Ce qui est particulièrement éprouvé dans Prison Valley, ce ne sont pas uniquement son écriture, son traitement rich-media ou son interface, c’est la construction particulière de l’expérience temporelle qu’elle propose, c’est-à-dire son parcours de navigation. C’est aussi, dans l’ordonnancement du récit, son architecture de l’information, appuyée par les métaphores spatiales — le motel, la route, la cartographie — autant d’indices dotés d’une « dimension référentielle », diraient les linguistes. La réflexion développée sur les relations structurelles qu’entretiennent les unités de contenus à l’intérieur du webdocumentaire donne à mon sens à Prison Valley un statut à part, à opposer aux autres productions du genre, dotés d’une construction souvent moins sophistiquée.

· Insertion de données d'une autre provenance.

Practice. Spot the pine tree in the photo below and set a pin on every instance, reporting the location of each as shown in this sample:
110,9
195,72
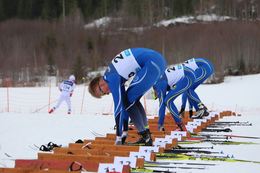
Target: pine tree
78,70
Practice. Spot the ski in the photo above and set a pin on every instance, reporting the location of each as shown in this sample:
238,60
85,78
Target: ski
96,134
181,147
164,169
217,142
227,136
178,151
204,157
178,163
217,130
176,167
234,123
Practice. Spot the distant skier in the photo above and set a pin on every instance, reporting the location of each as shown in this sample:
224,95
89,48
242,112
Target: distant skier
146,66
203,70
176,80
66,88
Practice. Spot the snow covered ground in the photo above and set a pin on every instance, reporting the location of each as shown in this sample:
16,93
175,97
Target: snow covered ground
23,127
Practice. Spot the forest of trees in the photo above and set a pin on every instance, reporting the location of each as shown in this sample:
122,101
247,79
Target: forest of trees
47,37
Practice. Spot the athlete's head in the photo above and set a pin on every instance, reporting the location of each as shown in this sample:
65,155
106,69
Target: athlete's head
72,78
98,87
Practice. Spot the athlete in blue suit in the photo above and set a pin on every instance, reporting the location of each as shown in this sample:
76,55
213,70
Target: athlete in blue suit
203,70
175,81
147,66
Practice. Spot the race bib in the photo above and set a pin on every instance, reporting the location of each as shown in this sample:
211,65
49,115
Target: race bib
174,74
191,63
125,64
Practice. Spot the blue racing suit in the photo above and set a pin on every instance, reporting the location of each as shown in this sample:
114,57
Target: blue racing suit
203,70
175,81
147,66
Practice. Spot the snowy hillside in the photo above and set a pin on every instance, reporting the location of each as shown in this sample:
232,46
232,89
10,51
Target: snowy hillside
20,129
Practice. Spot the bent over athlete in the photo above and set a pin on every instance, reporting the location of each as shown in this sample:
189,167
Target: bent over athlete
175,81
146,66
203,70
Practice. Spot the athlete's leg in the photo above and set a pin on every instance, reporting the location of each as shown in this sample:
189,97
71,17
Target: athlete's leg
67,100
179,88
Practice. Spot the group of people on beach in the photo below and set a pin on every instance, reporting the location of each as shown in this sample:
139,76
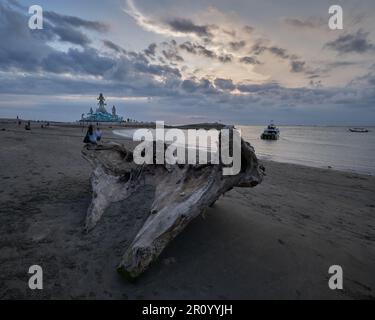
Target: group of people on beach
93,135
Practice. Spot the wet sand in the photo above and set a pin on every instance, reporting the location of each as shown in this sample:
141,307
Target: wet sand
275,241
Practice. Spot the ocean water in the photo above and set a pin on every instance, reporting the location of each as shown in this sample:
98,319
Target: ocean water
320,147
317,147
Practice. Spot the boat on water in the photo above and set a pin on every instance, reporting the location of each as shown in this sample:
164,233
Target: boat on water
270,133
360,130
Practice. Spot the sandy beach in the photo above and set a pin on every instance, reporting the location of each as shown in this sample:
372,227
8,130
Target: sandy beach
275,241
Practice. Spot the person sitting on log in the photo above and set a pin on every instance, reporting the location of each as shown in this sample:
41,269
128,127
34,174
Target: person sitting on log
90,137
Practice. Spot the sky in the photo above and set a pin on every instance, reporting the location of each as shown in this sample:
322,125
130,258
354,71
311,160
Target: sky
237,62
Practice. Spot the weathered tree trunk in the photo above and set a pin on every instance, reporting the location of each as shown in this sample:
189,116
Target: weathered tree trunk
182,192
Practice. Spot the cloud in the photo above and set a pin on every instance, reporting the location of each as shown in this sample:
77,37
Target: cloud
151,50
249,60
297,66
59,19
109,44
224,84
66,34
351,43
299,23
237,45
183,25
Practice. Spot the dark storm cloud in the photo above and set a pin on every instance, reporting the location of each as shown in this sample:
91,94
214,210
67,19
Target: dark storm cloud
298,23
198,49
86,62
59,19
187,26
249,60
279,52
172,56
113,46
248,29
237,45
67,34
351,43
297,66
224,84
151,50
226,58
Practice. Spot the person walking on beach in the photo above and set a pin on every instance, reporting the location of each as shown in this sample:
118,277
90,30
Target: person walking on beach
99,134
90,135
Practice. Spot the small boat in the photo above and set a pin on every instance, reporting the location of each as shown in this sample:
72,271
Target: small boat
360,130
270,133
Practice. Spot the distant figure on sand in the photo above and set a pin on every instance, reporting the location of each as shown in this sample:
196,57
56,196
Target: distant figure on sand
28,126
99,134
90,135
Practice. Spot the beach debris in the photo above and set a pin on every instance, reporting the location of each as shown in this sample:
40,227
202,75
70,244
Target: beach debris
181,193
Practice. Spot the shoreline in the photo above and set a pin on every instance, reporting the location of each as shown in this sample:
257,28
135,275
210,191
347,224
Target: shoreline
274,241
110,135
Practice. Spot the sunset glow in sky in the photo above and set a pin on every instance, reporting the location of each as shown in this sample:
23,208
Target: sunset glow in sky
190,61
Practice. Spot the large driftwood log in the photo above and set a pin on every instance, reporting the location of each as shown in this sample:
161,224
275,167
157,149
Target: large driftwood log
182,192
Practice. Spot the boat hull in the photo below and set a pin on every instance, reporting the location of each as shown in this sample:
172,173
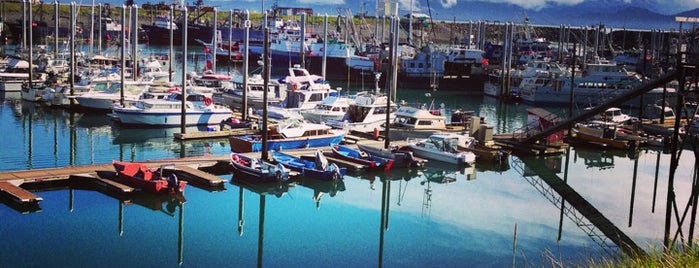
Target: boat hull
308,168
253,143
244,169
170,119
139,176
456,159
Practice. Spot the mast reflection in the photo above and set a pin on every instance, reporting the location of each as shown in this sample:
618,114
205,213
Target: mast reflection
321,188
277,189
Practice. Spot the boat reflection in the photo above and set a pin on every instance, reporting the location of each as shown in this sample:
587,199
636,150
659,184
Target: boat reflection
150,135
438,171
321,188
600,159
277,189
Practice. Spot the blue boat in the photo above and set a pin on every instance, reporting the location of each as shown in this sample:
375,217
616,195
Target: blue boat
294,134
257,170
370,162
315,167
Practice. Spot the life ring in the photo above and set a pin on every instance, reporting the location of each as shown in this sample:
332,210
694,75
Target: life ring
279,176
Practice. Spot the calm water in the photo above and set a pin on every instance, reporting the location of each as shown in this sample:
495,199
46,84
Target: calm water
439,216
487,216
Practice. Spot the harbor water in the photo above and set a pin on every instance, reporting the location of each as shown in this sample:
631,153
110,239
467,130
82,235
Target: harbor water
489,215
484,216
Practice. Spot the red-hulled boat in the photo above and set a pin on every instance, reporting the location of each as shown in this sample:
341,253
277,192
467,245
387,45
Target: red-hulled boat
140,176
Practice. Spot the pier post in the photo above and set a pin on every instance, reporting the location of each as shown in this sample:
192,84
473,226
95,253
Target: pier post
302,42
24,23
72,51
265,84
172,40
56,18
31,45
183,117
123,53
92,26
134,42
214,42
99,31
230,40
246,62
325,46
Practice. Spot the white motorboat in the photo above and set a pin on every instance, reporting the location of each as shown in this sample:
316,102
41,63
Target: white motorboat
108,99
420,123
200,110
366,114
332,108
442,147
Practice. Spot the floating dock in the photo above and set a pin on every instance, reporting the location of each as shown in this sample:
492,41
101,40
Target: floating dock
214,134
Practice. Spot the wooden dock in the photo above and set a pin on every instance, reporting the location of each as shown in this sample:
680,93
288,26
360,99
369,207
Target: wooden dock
202,171
218,134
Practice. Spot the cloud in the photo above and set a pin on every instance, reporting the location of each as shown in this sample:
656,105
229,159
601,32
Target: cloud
322,2
447,3
405,5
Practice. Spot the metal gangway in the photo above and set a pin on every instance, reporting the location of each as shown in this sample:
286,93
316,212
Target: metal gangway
533,135
580,211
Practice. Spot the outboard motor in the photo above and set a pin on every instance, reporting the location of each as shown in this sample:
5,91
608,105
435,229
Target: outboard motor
321,161
173,182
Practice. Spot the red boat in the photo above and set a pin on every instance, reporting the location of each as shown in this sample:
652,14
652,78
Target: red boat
140,176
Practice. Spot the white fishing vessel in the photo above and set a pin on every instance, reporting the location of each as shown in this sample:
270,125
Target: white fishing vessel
332,108
442,147
366,114
108,99
200,110
305,90
597,83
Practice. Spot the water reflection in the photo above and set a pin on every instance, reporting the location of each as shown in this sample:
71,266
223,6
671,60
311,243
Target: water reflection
321,188
543,177
45,137
277,189
599,159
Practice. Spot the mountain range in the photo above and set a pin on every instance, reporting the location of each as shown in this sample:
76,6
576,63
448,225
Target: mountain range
631,14
611,13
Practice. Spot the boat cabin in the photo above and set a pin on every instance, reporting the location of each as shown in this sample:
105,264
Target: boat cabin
416,118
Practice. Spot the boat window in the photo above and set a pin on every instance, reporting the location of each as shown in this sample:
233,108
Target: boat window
316,97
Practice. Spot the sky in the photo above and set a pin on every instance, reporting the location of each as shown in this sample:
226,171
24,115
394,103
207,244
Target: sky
329,6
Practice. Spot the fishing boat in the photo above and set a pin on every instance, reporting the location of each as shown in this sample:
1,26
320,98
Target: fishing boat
367,113
442,147
305,90
315,168
200,110
108,99
420,123
598,82
602,136
254,93
17,74
370,162
612,116
257,170
332,108
292,134
140,176
400,156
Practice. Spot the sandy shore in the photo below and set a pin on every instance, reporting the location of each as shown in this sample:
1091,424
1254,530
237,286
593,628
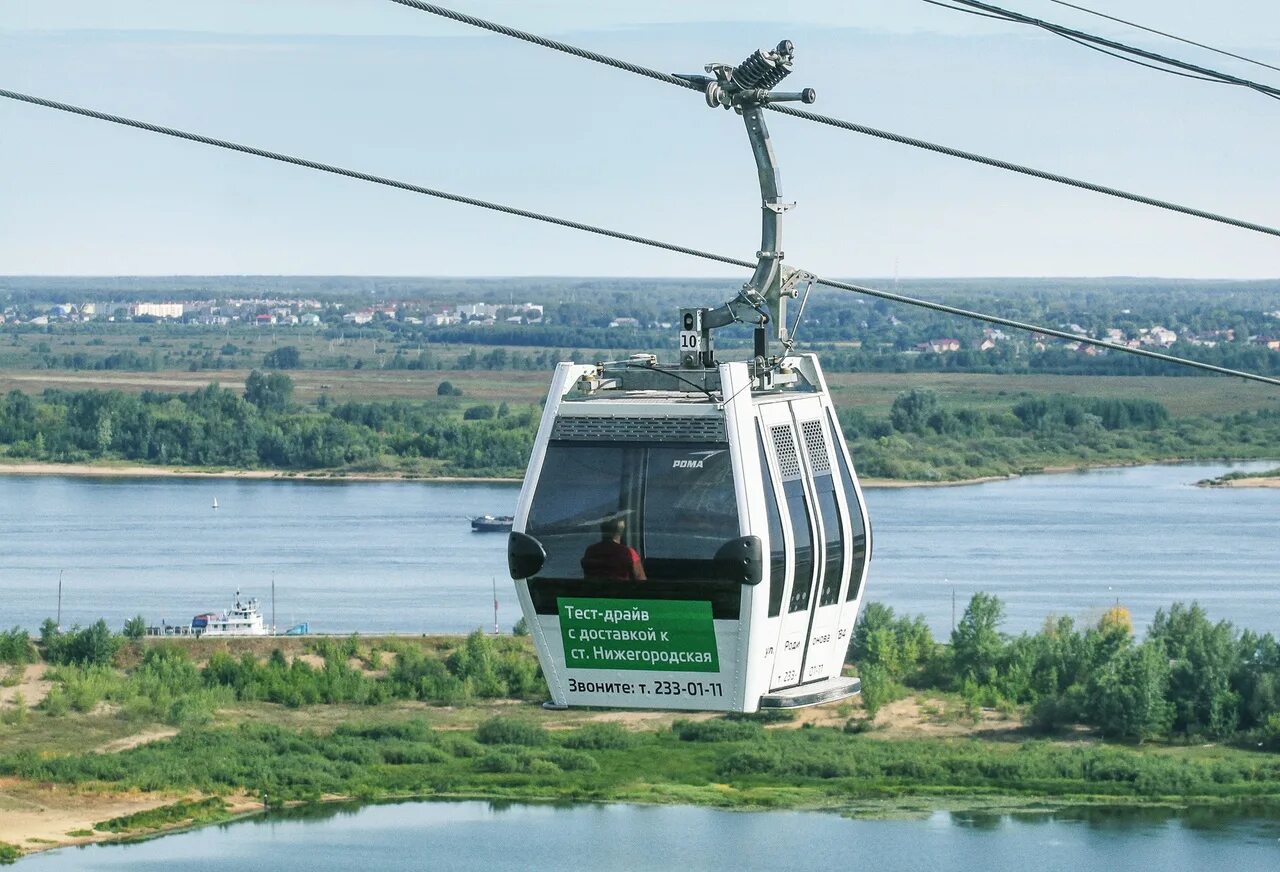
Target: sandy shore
1261,482
42,816
138,470
127,470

Prison Valley est beaucoup plus qu’une succession / un agencement de propositions narratives qui décrivent une progression dans la fiction documentaire — progression qui peut être interrompue et reprise à loisir et en fait un univers persistant. C’est une construction rythmique, un parcours de navigation où l’effet d’immersion est subjuguant. La temporalité du webdocumentaire se déroule selon deux modes : séquences terminatives (le motel, les nœuds de navigation) et séquences chronologiques (la lecture vidéo du documentaire). Prison Valley déploie ainsi un scénario particulièrement habile pour mêler étroitement linéarité du récit et hypermédia. En plus de tout cela, les concepteurs de l’interface ont réussi à y associer une intégration parfaite des outils sociaux et participatifs.